WASHINGTON – It’s a familiar problem for families with an elder trying to cope with chronic health conditions:
Doctors don’t talk to each other, and sometimes they prescribe drugs that work at cross purposes. Nobody seems to look out for the overall health of the patient.
With chronic illnesses like heart problems, diabetes and cancer taking a toll on seniors as well as Medicare’s budget, a bipartisan group of lawmakers Wednesday proposed a new approach aimed at keeping patients healthier and avoiding hospitalizations.
They’re calling it the Better Care Program. Teams of doctors, nurses and social workers would get a flat fee per Medicare patient, with fewer strings attached. The goal is to improve care co-ordination, benefiting the patient while moving Medicare away from paying piecemeal for tests and treatments.
The legislation is being sponsored by Sen. Ron Wyden, D-Ore., expected to take over leadership of the Finance Committee, which oversees Medicare. Joining Wyden are Sen. Johnny Isakson, R-Ga., and Reps. Erik Paulsen, R-Minn., and Peter Welch, D-Vt.
Wyden is calling it “chronic disease reform.”
More than two-thirds of Medicare beneficiaries are dealing with two or more chronic conditions. And spending on chronic care patients accounts for more than 90 per cent of the program’s budget.
Finding savings through co-ordinated care that keeps seniors healthier has long been a holy grail for policymakers. President Barack Obama’s health care law created “accountable care organizations” for Medicare, which aim to improve co-ordination. Lawmakers are currently overhauling the way the program pays doctors, with the goal of rewarding high-quality care.
Many doctors and hospital administrators believe that care co-ordination can save money and improve health. But they have struggled to prove that proposition to the Congressional Budget Office, whose experts are responsible for estimating the costs of proposed legislation. While some demonstration programs saved money, others spent more, and others ended up as a wash.
Part of the challenge is that providing better co-ordination itself costs money. The services of nurses and social workers are needed to keep patients from falling through the cracks. Another issue is that patients in fragile health can and do wind up in the hospital despite the best efforts of care givers to keep them at home.
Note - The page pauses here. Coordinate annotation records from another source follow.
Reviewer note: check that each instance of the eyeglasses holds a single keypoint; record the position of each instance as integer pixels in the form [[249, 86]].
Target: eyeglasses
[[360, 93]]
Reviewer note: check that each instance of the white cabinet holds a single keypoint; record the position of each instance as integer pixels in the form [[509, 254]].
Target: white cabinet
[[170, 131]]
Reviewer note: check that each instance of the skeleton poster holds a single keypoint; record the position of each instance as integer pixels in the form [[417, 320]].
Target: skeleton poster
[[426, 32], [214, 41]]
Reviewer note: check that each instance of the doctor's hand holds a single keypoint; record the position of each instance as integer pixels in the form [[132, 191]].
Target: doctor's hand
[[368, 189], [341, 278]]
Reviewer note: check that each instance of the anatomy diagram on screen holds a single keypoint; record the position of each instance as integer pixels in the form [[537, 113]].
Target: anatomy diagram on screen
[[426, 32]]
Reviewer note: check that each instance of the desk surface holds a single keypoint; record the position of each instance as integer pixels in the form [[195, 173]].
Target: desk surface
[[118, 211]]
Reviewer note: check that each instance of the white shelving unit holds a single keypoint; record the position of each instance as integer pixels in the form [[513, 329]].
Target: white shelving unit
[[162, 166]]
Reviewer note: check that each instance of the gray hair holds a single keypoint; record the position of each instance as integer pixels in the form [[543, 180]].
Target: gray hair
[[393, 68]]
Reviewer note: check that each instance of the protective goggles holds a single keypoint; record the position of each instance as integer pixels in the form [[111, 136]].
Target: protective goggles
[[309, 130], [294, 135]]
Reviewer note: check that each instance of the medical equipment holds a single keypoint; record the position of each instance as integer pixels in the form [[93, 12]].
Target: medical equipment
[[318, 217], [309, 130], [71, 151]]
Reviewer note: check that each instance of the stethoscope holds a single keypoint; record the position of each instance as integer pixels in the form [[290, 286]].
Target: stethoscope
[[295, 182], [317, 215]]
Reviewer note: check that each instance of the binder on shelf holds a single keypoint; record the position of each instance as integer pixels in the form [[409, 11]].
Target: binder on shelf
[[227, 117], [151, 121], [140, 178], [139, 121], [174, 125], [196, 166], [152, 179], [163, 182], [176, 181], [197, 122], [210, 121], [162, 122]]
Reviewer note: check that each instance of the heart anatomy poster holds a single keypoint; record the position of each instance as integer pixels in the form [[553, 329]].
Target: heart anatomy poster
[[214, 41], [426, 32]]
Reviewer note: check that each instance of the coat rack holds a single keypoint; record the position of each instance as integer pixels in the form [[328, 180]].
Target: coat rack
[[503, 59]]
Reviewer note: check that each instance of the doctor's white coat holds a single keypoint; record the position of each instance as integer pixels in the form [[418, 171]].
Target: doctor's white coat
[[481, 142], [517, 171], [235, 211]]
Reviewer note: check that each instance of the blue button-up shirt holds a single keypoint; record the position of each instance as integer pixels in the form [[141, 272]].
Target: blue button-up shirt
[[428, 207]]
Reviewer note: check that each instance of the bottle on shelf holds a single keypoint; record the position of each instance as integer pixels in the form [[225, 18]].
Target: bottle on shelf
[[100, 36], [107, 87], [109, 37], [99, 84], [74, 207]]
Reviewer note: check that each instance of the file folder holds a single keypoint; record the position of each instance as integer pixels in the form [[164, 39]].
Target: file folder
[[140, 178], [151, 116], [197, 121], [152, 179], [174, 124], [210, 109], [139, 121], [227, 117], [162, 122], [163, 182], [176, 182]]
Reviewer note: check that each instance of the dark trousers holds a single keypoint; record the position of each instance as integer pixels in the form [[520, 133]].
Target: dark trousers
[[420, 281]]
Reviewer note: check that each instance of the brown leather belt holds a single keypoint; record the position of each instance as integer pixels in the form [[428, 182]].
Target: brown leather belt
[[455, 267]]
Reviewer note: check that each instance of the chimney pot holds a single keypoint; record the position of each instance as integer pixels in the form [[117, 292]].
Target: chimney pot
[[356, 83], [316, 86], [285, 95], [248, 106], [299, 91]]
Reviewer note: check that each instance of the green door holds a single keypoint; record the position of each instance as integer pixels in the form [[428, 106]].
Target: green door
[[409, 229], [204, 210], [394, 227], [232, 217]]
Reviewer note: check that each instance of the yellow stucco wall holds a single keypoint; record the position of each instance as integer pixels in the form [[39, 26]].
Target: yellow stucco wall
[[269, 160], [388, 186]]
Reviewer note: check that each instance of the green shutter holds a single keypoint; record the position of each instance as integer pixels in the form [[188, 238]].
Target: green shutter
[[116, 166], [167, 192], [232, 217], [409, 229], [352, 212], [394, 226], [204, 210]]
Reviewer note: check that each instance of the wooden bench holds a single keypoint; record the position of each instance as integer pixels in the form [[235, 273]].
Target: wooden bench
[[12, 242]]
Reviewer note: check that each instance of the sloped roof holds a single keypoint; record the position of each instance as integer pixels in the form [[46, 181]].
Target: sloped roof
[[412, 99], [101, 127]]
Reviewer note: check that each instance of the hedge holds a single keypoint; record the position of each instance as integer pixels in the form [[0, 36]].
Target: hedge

The new proposal would build on the accountable care framework in the health care law. The new “better care” organizations would be paid a flat fee per patient. They would have more leeway on how to spend that money than is currently allowed under Medicare rules, for example, by charging lower copayments for certain kinds of high-value services. They would also be able to specialize in dealing with particular conditions.
Each senior who signs up with one of the groups would receive an individual care plan that would reflect their particular situation.
The plan has yet to be analyzed by the budget office, so its potential impact on Medicare’s balance sheet is unclear.